Again, the best solution will be our availability and sensitivity. We must provide a framework that is safe for the child and watch how they find themselves in it. For example, say that your son declares that he will no longer study. You, as his parent, can’t make him study, but you can set a time between 4 p.m. and 6 p.m. when he should do his homework. Then he can do the things he likes, but for two hours he should focus on studying. I don’t know if he will actually study then, but you’re giving him a framework and this should help.

And what about freedom? How much of it we should give to a child, of course appropriately to their age?

I always think a lot. When a child is small, you should hide all dangerous objects from them so that they do not hurt themselves, and then do not prohibit running or exploring new places, simply give them freedom. ‘Safe’ freedom.

Then, when the child is older and wants to visit friends, we should do the same. We ask who they are going to and for how long - we prepare the space to make them feel safe. We don’t forbid them going out.

Of course, the older a child is, the more you can offer them. We aren’t able to protect them from everything. But part of growing up is experiencing different things, including unpleasant things. I remember my teenage daughter going to a concert in another city for the first time. “Mum, everything will be OK, I’m not a child anymore,” she convinced me. And what happened? Somebody stole her phone and she lost her keys to the flat where she was staying. Would my reasoning protect her from this? No. She had to experience it and manage it. Sometimes we have to accept that something bad might happen. After all, adults also experience many things that are not fun.

It is always worth supporting the child in such a situation and refraining from saying: “Didn’t I say so?”. Try to make them realise that something unpleasant has happened but they are not alone in it.

Would you agree that we as parents are 100% responsible for the relationship with the child?

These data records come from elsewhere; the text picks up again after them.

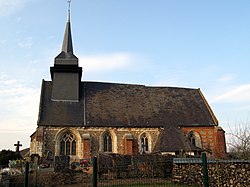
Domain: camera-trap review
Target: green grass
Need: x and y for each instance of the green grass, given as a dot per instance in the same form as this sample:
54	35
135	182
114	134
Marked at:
161	184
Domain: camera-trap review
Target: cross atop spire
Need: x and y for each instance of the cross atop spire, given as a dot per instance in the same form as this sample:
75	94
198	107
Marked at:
67	56
69	1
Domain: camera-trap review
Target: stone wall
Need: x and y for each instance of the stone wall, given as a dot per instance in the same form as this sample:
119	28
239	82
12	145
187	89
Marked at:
233	174
52	138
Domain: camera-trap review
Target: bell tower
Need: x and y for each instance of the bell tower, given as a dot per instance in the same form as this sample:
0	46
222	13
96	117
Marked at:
66	74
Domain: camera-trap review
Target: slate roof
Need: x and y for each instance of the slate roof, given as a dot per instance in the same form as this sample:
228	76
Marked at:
126	105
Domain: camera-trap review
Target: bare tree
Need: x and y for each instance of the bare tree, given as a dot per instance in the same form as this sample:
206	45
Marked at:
239	141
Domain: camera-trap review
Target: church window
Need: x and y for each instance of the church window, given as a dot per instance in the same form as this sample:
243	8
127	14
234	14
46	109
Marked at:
107	147
68	144
194	139
144	144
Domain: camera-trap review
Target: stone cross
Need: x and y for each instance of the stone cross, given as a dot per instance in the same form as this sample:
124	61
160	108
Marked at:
18	145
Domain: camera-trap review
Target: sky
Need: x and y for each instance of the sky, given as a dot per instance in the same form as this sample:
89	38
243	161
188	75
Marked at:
176	43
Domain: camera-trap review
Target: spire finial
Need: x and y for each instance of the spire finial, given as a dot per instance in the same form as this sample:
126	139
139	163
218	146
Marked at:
69	1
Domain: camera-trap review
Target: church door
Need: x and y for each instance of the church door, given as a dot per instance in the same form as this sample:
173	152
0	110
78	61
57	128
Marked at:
129	147
86	148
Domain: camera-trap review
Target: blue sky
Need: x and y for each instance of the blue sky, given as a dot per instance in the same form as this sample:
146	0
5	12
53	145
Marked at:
181	43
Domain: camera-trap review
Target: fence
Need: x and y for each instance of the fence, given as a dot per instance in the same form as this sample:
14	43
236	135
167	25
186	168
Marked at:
142	170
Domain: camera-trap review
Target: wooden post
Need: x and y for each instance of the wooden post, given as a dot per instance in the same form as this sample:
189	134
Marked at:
204	165
94	178
26	178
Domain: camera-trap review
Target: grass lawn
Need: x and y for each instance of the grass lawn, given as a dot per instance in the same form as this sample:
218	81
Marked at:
133	183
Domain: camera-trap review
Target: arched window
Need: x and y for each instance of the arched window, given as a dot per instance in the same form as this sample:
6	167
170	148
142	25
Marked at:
68	144
191	138
144	144
107	143
194	139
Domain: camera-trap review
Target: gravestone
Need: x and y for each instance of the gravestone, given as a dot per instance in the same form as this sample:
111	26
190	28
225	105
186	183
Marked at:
61	163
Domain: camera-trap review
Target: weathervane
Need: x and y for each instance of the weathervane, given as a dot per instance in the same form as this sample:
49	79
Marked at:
69	1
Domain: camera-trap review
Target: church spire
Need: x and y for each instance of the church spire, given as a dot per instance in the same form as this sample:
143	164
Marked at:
67	46
67	56
66	74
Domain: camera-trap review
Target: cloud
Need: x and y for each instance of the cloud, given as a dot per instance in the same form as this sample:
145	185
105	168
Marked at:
236	94
226	78
19	105
8	7
26	42
105	62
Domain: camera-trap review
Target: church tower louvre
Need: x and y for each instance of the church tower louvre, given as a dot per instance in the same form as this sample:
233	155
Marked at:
66	74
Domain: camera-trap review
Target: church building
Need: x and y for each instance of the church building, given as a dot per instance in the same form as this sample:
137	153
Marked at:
82	119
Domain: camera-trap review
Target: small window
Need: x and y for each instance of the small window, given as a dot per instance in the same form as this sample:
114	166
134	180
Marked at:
107	143
194	139
144	144
68	144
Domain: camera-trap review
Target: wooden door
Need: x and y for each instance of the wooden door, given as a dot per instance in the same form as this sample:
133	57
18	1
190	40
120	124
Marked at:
86	148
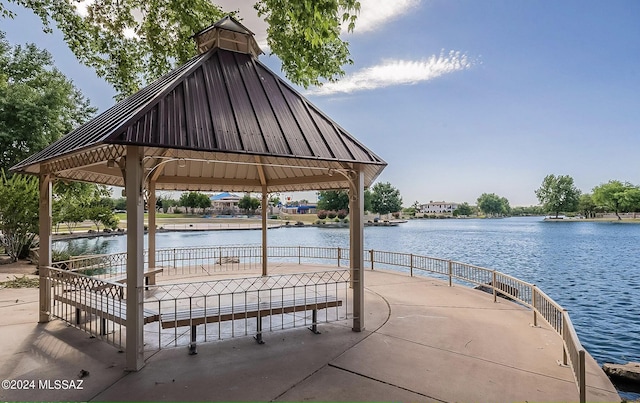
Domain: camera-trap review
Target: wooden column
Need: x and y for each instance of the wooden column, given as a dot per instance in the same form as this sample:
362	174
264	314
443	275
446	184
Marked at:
264	230
152	223
356	245
44	260
135	261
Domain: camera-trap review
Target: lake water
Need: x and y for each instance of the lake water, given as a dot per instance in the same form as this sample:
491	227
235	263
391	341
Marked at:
591	269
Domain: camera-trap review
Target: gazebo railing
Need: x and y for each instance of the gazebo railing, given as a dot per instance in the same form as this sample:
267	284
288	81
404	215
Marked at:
176	261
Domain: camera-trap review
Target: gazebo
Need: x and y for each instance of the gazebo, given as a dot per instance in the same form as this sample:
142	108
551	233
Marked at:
221	122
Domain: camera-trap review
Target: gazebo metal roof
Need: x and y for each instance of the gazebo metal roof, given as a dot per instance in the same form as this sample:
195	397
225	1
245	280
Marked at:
222	121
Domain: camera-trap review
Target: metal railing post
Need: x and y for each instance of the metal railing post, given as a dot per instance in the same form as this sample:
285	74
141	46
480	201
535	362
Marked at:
411	264
533	305
582	377
371	258
565	360
493	285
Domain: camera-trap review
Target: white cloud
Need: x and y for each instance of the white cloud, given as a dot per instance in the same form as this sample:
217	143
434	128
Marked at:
397	72
375	13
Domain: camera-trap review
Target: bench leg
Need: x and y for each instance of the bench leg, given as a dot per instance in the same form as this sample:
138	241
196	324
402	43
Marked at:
258	335
193	348
314	319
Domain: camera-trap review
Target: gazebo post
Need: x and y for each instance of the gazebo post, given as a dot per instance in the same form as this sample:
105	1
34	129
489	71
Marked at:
44	258
135	261
356	245
152	223
264	230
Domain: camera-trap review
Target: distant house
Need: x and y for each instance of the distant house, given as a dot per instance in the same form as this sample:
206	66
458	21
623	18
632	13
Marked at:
301	209
225	203
438	207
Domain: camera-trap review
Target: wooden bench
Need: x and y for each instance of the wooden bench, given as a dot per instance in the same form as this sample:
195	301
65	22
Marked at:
104	307
199	316
149	276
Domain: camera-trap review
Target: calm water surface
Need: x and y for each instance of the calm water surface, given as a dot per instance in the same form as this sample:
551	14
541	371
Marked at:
591	269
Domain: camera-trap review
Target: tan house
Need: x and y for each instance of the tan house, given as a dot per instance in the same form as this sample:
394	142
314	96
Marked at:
225	203
438	207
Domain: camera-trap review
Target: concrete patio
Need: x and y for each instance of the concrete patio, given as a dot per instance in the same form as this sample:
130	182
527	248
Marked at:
424	341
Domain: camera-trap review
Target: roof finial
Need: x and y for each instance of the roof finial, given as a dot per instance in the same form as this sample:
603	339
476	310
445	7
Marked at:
227	34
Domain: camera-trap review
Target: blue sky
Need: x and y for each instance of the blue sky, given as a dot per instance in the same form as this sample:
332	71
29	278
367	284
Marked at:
463	97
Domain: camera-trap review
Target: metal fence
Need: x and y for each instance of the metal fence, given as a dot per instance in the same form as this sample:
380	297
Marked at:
241	293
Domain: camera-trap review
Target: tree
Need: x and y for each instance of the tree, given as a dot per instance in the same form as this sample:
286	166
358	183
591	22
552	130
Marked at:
385	198
38	104
195	200
168	203
102	215
617	196
133	42
558	193
19	197
249	204
333	200
586	205
463	209
493	205
75	202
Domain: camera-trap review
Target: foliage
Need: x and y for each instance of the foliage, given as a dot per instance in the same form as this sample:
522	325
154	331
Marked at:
617	196
75	202
21	282
493	205
168	203
132	42
333	200
120	203
38	104
527	210
385	198
102	215
586	205
249	204
558	193
305	35
463	209
194	200
19	198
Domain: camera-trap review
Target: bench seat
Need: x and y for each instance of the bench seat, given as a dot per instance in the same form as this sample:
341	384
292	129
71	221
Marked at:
106	308
199	316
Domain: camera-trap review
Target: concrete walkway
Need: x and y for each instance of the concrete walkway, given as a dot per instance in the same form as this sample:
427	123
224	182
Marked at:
424	341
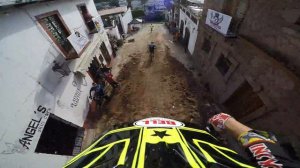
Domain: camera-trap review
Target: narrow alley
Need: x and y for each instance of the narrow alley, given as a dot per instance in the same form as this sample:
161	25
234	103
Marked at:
161	88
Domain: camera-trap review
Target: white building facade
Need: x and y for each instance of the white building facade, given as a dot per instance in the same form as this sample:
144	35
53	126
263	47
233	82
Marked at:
188	25
45	78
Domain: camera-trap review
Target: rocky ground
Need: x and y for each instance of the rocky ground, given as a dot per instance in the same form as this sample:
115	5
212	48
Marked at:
164	87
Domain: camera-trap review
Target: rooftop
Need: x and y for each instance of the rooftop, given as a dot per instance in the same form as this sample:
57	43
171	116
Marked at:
111	11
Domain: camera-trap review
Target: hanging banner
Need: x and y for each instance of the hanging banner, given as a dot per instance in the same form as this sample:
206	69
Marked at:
79	40
218	21
99	24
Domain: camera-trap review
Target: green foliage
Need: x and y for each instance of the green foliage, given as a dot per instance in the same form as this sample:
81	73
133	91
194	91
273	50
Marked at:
138	13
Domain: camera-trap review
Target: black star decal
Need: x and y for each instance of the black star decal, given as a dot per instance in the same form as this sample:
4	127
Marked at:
161	134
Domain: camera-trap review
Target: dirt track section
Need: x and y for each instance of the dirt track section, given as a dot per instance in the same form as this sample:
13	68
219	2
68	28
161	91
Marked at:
161	88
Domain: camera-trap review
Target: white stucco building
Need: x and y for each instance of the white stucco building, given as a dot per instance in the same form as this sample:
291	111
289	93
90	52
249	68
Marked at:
121	16
48	54
188	25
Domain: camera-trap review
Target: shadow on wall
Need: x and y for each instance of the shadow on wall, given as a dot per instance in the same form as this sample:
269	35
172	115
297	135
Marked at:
50	79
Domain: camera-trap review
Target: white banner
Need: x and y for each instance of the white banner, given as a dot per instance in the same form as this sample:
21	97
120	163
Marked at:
99	24
78	39
218	21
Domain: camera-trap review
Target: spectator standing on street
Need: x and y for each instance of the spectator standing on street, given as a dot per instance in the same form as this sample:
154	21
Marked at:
151	50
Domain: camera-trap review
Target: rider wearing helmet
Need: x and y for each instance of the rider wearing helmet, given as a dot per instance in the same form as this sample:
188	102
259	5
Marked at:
160	142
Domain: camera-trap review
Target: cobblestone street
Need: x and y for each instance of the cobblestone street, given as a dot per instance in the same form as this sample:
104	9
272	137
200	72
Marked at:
164	87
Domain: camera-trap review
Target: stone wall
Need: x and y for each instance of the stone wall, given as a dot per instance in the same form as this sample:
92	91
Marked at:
264	55
271	26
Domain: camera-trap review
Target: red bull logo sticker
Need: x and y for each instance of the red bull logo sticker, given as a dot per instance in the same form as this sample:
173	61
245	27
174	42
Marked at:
158	122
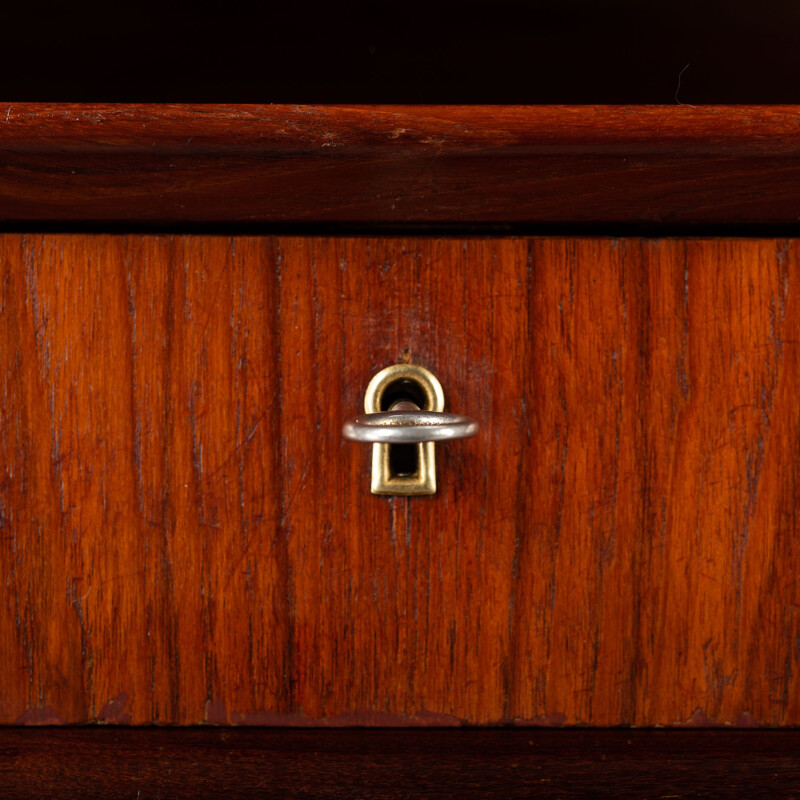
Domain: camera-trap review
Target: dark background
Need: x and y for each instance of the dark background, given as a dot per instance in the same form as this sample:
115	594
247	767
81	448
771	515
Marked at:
416	51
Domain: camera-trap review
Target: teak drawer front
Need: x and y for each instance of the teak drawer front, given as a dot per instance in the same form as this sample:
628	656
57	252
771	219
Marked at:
185	537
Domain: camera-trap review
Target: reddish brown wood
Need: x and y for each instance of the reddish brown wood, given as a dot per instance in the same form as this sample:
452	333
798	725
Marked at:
124	763
380	165
185	537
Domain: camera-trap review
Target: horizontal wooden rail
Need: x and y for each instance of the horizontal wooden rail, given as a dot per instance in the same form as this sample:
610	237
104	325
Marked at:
400	165
212	762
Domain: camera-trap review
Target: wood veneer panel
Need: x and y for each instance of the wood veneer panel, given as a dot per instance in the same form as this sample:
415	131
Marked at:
400	165
122	763
186	538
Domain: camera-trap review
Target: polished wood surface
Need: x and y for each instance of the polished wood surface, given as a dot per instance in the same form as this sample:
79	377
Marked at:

Not entirely. Some children find it difficult to establish relationships and are therefore can sometimes be a great challenge for their parents. This may happen when, for example, they differ significantly from their parents in terms of temperament. Sometimes one parent understands the child and the other has a huge problem with that. This is clearly seen in families with several children each of whom is different. A parent may get along easily and have a strong bond with one child, but has great difficulty achieving that with another.

It’s also worth keeping in mind that sometimes, the parent may find it difficult to deal with their own child. I wouldn’t say that in this circumstance, it’s the child’s fault; it’s difficult to balance the temperaments and characters. An energetic dad may not understand why his daughter eats breakfast for 20 minutes, if he can do it in three minutes. Her behaviour may be perceived as bad to him, but in reality, she needs that much time to eat her toast. Maybe instead of getting angry, it’s better to get up and let her eat in peace.

From your experience – what are the most common mistakes we make in relationships with children?

Sometimes we’re unable to deal with our own anxiety and feelings in our relationship with the child. A baby is born into this world and we feel totally responsible for them, for what kind of a person they become and what experiences they have. It seems to us that if we limit their freedom, it’ll be best for them. We’ll be protecting them from failure and defeat, until they turn eighteen.

I experienced something similar myself. When my children wanted to start going out alone, I had a huge problem accepting it. I was worried about them. So I relied on my husband who didn’t have such fears. I said: “If dad lets you go, you can go. Don’t ask me as my answer will always be “no” because I have a problem surrounding my fear for you. I trust him and I know that he will not expose you to danger.”

It worked for me, but everyone can find a way that works in their family. If we have a problem, we have to deal with it ourselves. It’s not good to burden our child with it.

Anna Woźniak interviews Małgorzata Rymaszewska, a psychologist.